Being shot while wearing body armor and "not feeling it" has more to do with adrenaline than the armor, I'm told. It was explained this way to me: The reason it doesn't hurt like hell to fire the gun is complicated, but has to do with force control (the weapon itself directs the majority of the energy OUT the only way it can, ie through the barrel, and it contains much of the remaining energy). Also, the weapon itself moves up, which is the release of energy over and above what the body can control. Pistols "kick" less than revolvers also, and this is due to the action of the slide absorbing some of that energy. And finally, the bullet contains all that energy and applies it to an area about 1cm sq. The gun distributes that over an area many times as large, ie, the contact area of the hand, and also the whole body acts as a spring, whereas at the 1 cm sq area of impact, that's much less of a factor.

Don't know how real all that is, but it makes a certain sense to me.
 

Emiricol - true so far, but remember that what makes body armor work is the ability to redistribute the impact also.
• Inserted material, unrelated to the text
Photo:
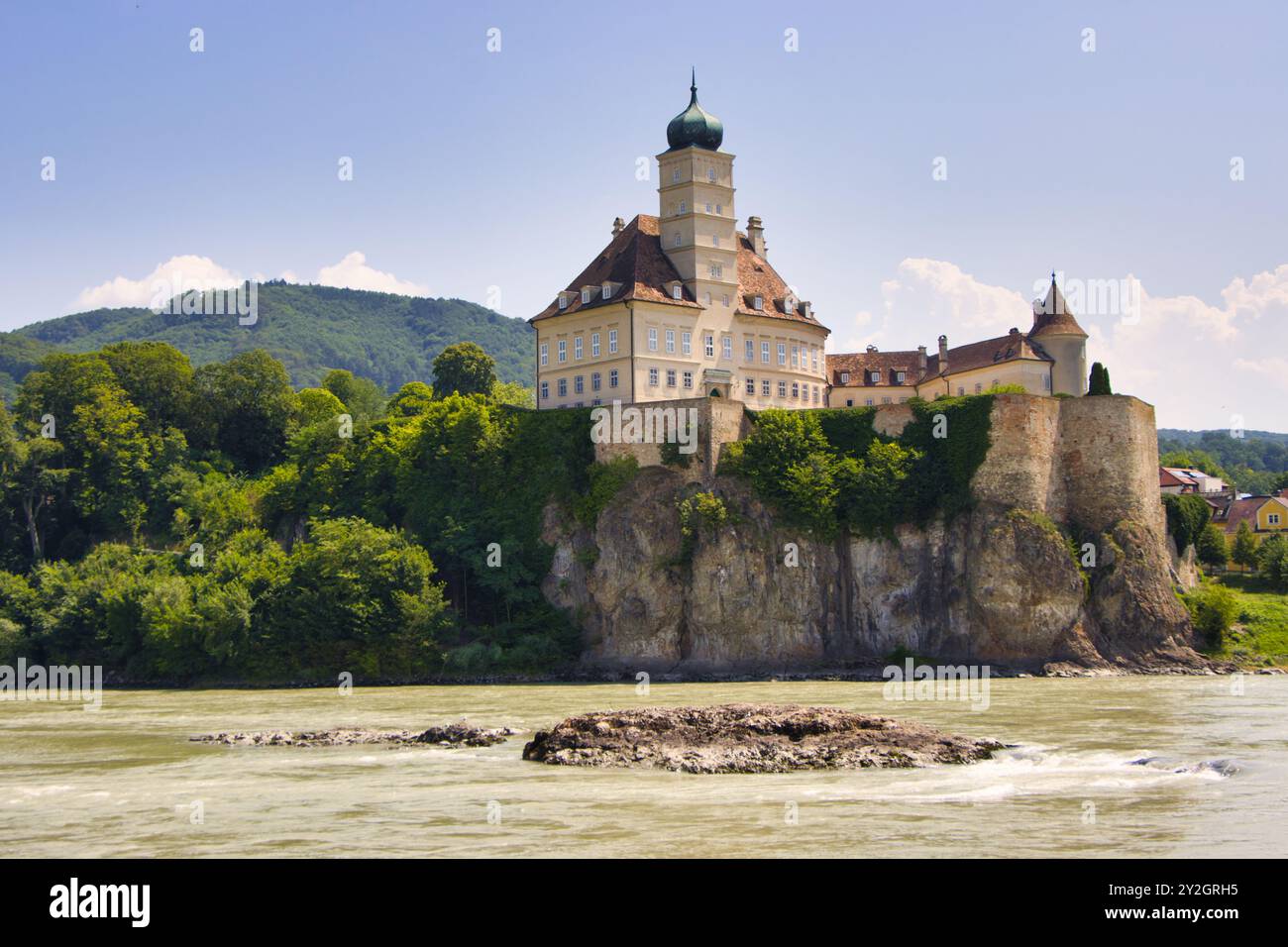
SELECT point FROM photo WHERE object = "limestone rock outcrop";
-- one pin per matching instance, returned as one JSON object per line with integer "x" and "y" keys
{"x": 1004, "y": 583}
When a bullet hits something that it doesn't penetrate, the entire item struck moves from the impact. In the case of hard body armor, that means the impact is spread out across the full area of the component struck. In the case of soft body armor, the armor still spreads the impact out as it moves backwards, and in the end only moves backwards a small amount, spreading the impact out over a larger surface area.